In April 2020, Broadcom offered a package of commitments in order to address the Commission's competition concerns about the exclusivity arrangements. These commitments would lead to the case in relation to the exclusivity arrangements being closed, based on Broadcom respecting the undertakings it has given for five years. But although the commitments would bring a speedy end to the exclusivity part of the case, they do not address the other aspect of the investigation into IP/interoperability.
The Commission's IoT sector inquiry
In July 2020, the Commission opened a sector inquiry on the Internet of Things (IoT), covering products such as wearable and connected consumer devices used in the smart home context. It has sent out multiple questionnaires, based on its concern that certain practices may structurally distort competition, by restricting data access and interoperability. It is also examining self-preferencing and practices linked to the use of proprietary standards. A preliminary report is due in spring 2021—and then could be followed by investigations into specific companies.
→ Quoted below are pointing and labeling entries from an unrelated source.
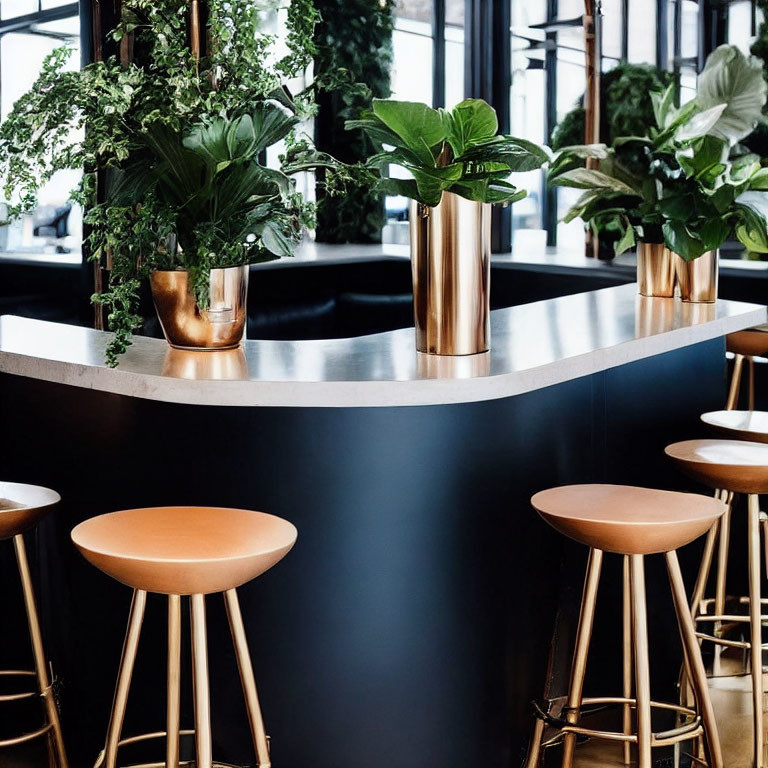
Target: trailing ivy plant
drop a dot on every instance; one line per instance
(457, 151)
(177, 143)
(354, 46)
(679, 184)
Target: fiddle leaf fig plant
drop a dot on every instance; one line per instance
(683, 183)
(456, 151)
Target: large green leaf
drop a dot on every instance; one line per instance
(584, 178)
(470, 122)
(519, 155)
(418, 125)
(701, 123)
(272, 122)
(730, 78)
(681, 241)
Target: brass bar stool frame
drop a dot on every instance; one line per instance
(696, 725)
(51, 729)
(200, 685)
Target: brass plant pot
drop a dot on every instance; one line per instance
(451, 263)
(655, 270)
(698, 278)
(185, 325)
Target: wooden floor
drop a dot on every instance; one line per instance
(731, 699)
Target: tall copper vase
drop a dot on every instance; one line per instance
(655, 270)
(451, 263)
(698, 278)
(185, 325)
The Commission's new powers to stop subsidized foreign acquisitions and FDI
In March 2020, the Commission issued Guidelines to coordinate the EU's approach to FDI screening in light of the COVID-19 crisis and to protect the EU's critical assets and technologies from potential hostile takeovers and investments by non-EU companies. The technology sector is one of the key sectors in which the Commission suggests increased use of new FDI screening mechanisms.
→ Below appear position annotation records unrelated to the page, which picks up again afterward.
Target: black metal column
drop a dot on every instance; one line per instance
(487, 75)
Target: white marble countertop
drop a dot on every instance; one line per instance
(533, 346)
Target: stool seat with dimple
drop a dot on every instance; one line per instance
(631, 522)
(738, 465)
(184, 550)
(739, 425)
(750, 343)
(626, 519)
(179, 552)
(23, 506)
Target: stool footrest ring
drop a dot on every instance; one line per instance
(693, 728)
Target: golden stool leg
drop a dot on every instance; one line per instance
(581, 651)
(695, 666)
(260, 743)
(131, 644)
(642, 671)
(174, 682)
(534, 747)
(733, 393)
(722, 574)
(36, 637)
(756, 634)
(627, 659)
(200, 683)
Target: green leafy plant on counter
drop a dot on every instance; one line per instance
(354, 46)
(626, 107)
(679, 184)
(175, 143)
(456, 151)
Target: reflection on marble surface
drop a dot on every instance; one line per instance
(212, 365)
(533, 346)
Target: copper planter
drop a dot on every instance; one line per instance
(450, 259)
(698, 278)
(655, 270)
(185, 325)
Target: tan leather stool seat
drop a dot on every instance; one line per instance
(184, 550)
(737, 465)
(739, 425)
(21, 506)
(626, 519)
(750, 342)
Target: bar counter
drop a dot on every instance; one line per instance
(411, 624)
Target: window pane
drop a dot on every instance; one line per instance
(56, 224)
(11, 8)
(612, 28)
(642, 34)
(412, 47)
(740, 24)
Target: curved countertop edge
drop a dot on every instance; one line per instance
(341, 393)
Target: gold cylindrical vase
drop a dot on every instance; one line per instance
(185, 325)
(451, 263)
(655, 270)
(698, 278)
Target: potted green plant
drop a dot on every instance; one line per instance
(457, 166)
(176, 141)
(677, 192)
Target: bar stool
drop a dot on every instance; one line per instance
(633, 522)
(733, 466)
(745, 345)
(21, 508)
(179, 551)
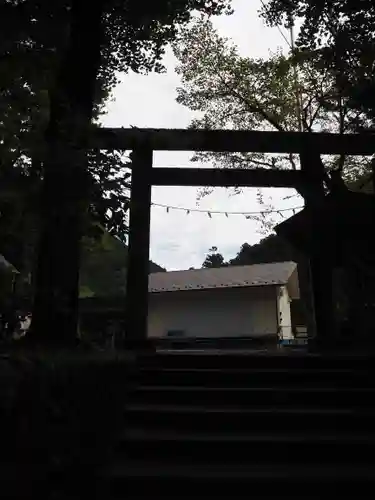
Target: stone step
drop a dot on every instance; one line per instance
(254, 446)
(324, 397)
(260, 377)
(238, 479)
(214, 418)
(225, 360)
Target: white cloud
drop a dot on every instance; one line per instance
(180, 241)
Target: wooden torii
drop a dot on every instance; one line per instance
(309, 181)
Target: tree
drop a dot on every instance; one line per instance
(118, 35)
(273, 248)
(283, 93)
(341, 33)
(213, 259)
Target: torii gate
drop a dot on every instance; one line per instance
(308, 181)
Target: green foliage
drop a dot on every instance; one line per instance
(103, 267)
(213, 259)
(273, 248)
(34, 37)
(342, 33)
(229, 91)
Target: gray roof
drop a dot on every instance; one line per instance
(274, 273)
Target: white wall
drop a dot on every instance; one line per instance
(214, 313)
(285, 319)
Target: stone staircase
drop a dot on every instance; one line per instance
(241, 426)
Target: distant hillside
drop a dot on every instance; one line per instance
(103, 269)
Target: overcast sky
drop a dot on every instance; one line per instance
(178, 240)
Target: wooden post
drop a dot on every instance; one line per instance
(138, 248)
(319, 268)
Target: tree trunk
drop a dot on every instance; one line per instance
(65, 183)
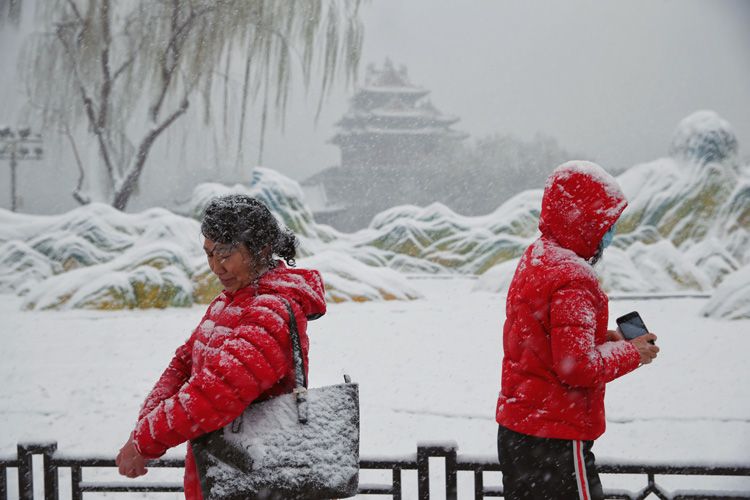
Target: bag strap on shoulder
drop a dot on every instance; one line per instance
(300, 377)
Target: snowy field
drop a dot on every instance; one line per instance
(428, 371)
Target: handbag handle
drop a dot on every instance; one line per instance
(300, 378)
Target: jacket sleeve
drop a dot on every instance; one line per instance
(237, 366)
(171, 380)
(576, 358)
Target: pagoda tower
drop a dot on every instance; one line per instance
(391, 122)
(391, 140)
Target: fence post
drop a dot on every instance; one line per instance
(3, 483)
(51, 487)
(25, 473)
(26, 452)
(397, 483)
(451, 474)
(479, 484)
(423, 473)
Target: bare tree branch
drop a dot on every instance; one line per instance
(125, 189)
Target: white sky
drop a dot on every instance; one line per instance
(609, 80)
In addition, the Commission published a June 2020 white paper about a proposed new tool to control the acquisitions and activities of foreign-subsidized companies in the EU. The proposed tool contains three elements: (i) an ex post control mechanism to review competitive distortions; (ii) a mandatory ex ante notification mechanism that would allow the Commission to review foreign subsidized acquisitions, including certain minority investments; and (iii) the possibility to exclude bidders that have received distortive foreign subsidies from public contracts. This proposed tool is still far from becoming law, but the technology sector will likely be a key area of focus for the second pillar of the tool.
FRAND is now all about cars
The debates in Europe about FRAND license terms are now firmly anchored in the automotive sector. One debate is about whether FRAND licenses for components used in cars should be offered to any company in an automotive manufacturer's supply chain. Carmakers filed an antitrust complaint with the Commission based on Nokia's refusal to grant a license to automotive suppliers, arguing that it is an abuse of a dominant position.
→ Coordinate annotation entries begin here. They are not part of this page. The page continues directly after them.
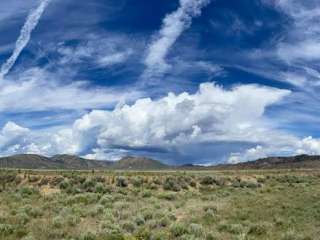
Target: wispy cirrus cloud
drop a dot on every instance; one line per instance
(25, 35)
(173, 25)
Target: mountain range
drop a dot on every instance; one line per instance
(72, 162)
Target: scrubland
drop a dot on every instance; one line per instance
(41, 205)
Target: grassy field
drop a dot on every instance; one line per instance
(41, 205)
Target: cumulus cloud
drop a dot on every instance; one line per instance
(211, 117)
(25, 35)
(170, 124)
(13, 138)
(282, 145)
(173, 26)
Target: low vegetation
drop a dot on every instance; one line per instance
(39, 205)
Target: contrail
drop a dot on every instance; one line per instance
(174, 24)
(25, 34)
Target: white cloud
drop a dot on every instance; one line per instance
(173, 26)
(211, 115)
(25, 34)
(38, 90)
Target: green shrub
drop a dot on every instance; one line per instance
(196, 230)
(171, 184)
(128, 226)
(137, 182)
(146, 194)
(6, 229)
(231, 228)
(168, 196)
(258, 229)
(207, 180)
(140, 220)
(178, 229)
(121, 182)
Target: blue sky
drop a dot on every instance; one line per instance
(189, 81)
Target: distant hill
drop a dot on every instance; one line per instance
(31, 161)
(295, 162)
(69, 162)
(139, 163)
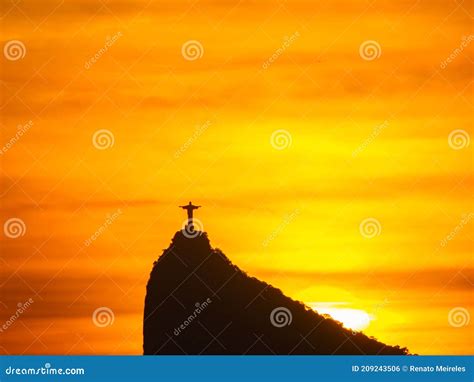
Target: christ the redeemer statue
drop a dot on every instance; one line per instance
(190, 208)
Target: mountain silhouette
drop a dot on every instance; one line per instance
(198, 302)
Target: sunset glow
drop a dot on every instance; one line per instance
(333, 168)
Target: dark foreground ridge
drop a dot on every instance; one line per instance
(198, 302)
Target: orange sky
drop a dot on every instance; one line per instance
(369, 139)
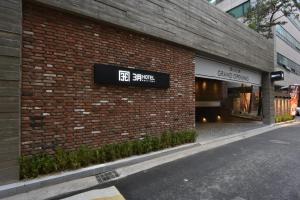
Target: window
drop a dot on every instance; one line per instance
(288, 64)
(287, 38)
(240, 10)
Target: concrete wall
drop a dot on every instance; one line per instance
(10, 58)
(192, 23)
(229, 4)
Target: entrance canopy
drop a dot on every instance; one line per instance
(219, 71)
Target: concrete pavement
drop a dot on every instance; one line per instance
(134, 165)
(264, 167)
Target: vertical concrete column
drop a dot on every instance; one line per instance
(10, 61)
(268, 99)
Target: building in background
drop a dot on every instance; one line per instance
(99, 72)
(287, 54)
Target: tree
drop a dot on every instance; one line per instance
(266, 14)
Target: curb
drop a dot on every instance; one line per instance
(72, 181)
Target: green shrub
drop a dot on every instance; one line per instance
(33, 166)
(283, 118)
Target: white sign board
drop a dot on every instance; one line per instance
(215, 70)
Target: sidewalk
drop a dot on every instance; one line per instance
(66, 182)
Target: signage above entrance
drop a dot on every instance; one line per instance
(277, 76)
(214, 70)
(115, 75)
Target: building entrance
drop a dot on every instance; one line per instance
(222, 101)
(226, 93)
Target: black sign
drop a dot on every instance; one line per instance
(115, 75)
(277, 76)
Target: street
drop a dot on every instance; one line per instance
(264, 167)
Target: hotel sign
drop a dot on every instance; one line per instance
(214, 70)
(277, 76)
(115, 75)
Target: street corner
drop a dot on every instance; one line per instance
(110, 193)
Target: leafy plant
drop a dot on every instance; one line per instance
(33, 166)
(266, 14)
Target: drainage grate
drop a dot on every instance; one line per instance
(279, 142)
(106, 176)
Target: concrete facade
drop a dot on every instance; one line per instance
(281, 46)
(192, 23)
(10, 58)
(61, 106)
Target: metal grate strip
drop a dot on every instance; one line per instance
(107, 176)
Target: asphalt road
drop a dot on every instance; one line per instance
(264, 167)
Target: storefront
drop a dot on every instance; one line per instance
(225, 92)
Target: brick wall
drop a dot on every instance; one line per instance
(61, 105)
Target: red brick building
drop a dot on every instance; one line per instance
(49, 96)
(61, 104)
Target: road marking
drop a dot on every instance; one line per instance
(110, 193)
(279, 142)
The Commission's ruling on this topic will obviously be of great relevance to the technology sector, as the Commission has not previously answered this question in a pure technology context. Nokia responded by seeking royalties and an injunction against certain car manufacturers and suppliers. This case is ongoing, and while Nokia recently won an initial ruling, the carmakers have appealed. What is clear is that the rules on FRAND will increasingly be driven by cars, not phones!
Since the Commission continues to focus its antitrust enforcement efforts and scrutiny on the technology sector, Taiwanese companies need to keep Europe in mind when thinking about antitrust. This can both help them avoid becoming caught up in an investigation and serve as a source of assistance if they are victimized by anti-competitive or abusive conduct by others.